[ 
https://issues.apache.org/jira/browse/CASSANDRA-4261?page=com.atlassian.jira.plugin.system.issuetabpanels:comment-tabpanel&focusedCommentId=13456871#comment-13456871
 ] 

Matt Blair commented on CASSANDRA-4261:
---------------------------------------

So now that CASSANDRA-1123 has been resolved, will this get merged in time for 
1.2?
                
> [patch] Support consistency-latency prediction in nodetool
> ----------------------------------------------------------
>
>                 Key: CASSANDRA-4261
>                 URL: https://issues.apache.org/jira/browse/CASSANDRA-4261
>             Project: Cassandra
>          Issue Type: New Feature
>          Components: Tools
>    Affects Versions: 1.2.0 beta 1
>            Reporter: Peter Bailis
>         Attachments: demo-pbs-v3.sh, pbs-nodetool-v3.patch
>
>
> h3. Introduction
> Cassandra supports a variety of replication configurations: ReplicationFactor 
> is set per-ColumnFamily and ConsistencyLevel is set per-request. Setting 
> {{ConsistencyLevel}} to {{QUORUM}} for reads and writes ensures strong 
> consistency, but {{QUORUM}} is often slower than {{ONE}}, {{TWO}}, or 
> {{THREE}}. What should users choose?
> This patch provides a latency-consistency analysis within {{nodetool}}. Users 
> can accurately predict Cassandra's behavior in their production environments 
> without interfering with performance.
> What's the probability that we'll read a write t seconds after it completes? 

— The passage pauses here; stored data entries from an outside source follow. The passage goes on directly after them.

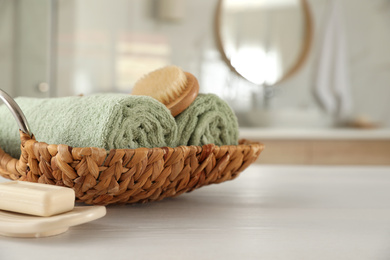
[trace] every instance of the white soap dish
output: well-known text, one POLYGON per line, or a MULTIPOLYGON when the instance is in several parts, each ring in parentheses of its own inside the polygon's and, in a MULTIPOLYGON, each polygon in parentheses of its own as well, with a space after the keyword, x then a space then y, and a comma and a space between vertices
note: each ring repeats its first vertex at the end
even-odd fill
POLYGON ((40 217, 0 210, 0 235, 8 237, 48 237, 66 232, 106 215, 104 206, 74 207, 73 210, 40 217))

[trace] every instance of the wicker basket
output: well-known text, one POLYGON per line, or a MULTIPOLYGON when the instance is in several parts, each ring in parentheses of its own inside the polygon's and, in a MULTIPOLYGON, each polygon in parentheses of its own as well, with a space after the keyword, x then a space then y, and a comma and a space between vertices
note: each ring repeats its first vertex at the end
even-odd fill
POLYGON ((254 162, 263 145, 112 149, 37 142, 17 104, 0 90, 0 98, 18 121, 19 160, 0 149, 0 175, 12 180, 71 187, 87 204, 137 203, 178 196, 204 185, 236 178, 254 162))

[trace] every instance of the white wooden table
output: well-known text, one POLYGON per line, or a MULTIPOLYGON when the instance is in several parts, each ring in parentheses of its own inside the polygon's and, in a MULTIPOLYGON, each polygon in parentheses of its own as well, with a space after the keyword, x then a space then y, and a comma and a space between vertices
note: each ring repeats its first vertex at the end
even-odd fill
POLYGON ((390 167, 253 165, 63 235, 0 237, 0 259, 390 259, 390 167))

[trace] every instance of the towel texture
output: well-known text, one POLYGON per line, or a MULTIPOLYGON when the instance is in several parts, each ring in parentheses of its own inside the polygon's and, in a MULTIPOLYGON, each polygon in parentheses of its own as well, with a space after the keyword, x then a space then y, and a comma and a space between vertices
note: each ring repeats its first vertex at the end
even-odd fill
MULTIPOLYGON (((17 98, 37 141, 73 147, 174 146, 177 126, 170 111, 151 97, 96 94, 85 97, 17 98)), ((20 155, 18 126, 0 107, 0 147, 20 155)))
POLYGON ((178 145, 237 145, 237 117, 229 105, 213 94, 199 94, 176 117, 178 145))

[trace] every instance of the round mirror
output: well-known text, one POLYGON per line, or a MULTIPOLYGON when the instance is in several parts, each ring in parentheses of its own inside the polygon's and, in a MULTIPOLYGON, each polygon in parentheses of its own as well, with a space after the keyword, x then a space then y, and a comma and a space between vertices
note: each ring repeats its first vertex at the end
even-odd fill
POLYGON ((216 29, 228 66, 261 86, 294 74, 312 38, 306 0, 219 0, 216 29))

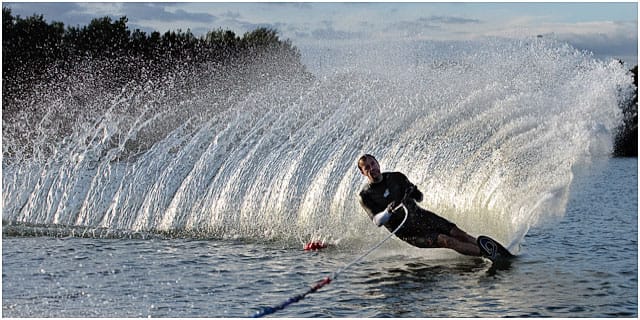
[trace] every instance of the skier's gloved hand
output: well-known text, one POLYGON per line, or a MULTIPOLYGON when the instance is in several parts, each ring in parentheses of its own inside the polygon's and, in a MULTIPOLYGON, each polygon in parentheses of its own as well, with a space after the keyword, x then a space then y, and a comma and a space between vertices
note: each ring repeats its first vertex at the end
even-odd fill
POLYGON ((383 224, 387 223, 387 221, 389 221, 390 218, 391 218, 391 212, 388 209, 384 209, 384 211, 373 216, 373 223, 375 223, 376 226, 380 227, 383 224))
POLYGON ((387 206, 386 209, 384 209, 384 211, 373 216, 373 223, 375 223, 378 227, 387 223, 387 221, 389 221, 389 219, 391 218, 391 215, 393 214, 393 210, 396 207, 397 207, 396 202, 391 201, 391 203, 389 203, 389 205, 387 206))

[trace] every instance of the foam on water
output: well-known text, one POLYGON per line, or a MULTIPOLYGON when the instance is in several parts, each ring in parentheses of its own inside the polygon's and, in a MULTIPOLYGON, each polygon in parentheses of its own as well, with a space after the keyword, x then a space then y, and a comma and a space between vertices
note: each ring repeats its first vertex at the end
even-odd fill
POLYGON ((531 226, 564 214, 577 163, 610 153, 618 101, 631 88, 617 62, 546 39, 348 51, 357 63, 312 82, 236 81, 212 65, 113 95, 69 75, 65 94, 34 100, 48 110, 35 127, 3 119, 3 220, 377 238, 355 198, 364 182, 355 161, 366 152, 407 174, 423 207, 513 248, 531 226), (70 111, 84 120, 51 142, 70 111), (35 138, 24 146, 7 132, 35 138))

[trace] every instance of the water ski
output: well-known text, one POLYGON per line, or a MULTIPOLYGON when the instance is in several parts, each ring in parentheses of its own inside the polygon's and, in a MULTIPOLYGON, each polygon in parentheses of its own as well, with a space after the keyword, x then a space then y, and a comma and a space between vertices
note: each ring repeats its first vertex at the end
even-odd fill
POLYGON ((493 262, 515 257, 509 250, 498 243, 498 241, 487 236, 479 236, 477 241, 482 255, 493 262))

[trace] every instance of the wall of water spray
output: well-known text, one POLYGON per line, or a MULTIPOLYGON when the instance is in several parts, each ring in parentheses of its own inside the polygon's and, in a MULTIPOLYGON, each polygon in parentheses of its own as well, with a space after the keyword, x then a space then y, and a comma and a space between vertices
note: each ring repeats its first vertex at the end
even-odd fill
POLYGON ((252 61, 102 91, 79 68, 33 97, 38 123, 3 118, 3 225, 366 240, 382 236, 355 198, 367 152, 423 207, 514 244, 564 214, 577 163, 608 156, 631 89, 551 40, 344 50, 313 79, 252 61))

> What about reading one of the last k writes? This patch provides answers via 
> {{nodetool predictconsistency}}:
> {{nodetool predictconsistency ReplicationFactor TimeAfterWrite Versions}}
> \\ \\
> {code:title=Example output|borderStyle=solid}
> //N == ReplicationFactor
> //R == read ConsistencyLevel
> //W == write ConsistencyLevel
> user@test:$ nodetool predictconsistency 3 100 1
> Performing consistency prediction
> 100ms after a given write, with maximum version staleness of k=1
> N=3, R=1, W=1
> Probability of consistent reads: 0.678900
> Average read latency: 5.377900ms (99.900th %ile 40ms)
> Average write latency: 36.971298ms (99.900th %ile 294ms)
> N=3, R=1, W=2
> Probability of consistent reads: 0.791600
> Average read latency: 5.372500ms (99.900th %ile 39ms)
> Average write latency: 303.630890ms (99.900th %ile 357ms)
> N=3, R=1, W=3
> Probability of consistent reads: 1.000000
> Average read latency: 5.426600ms (99.900th %ile 42ms)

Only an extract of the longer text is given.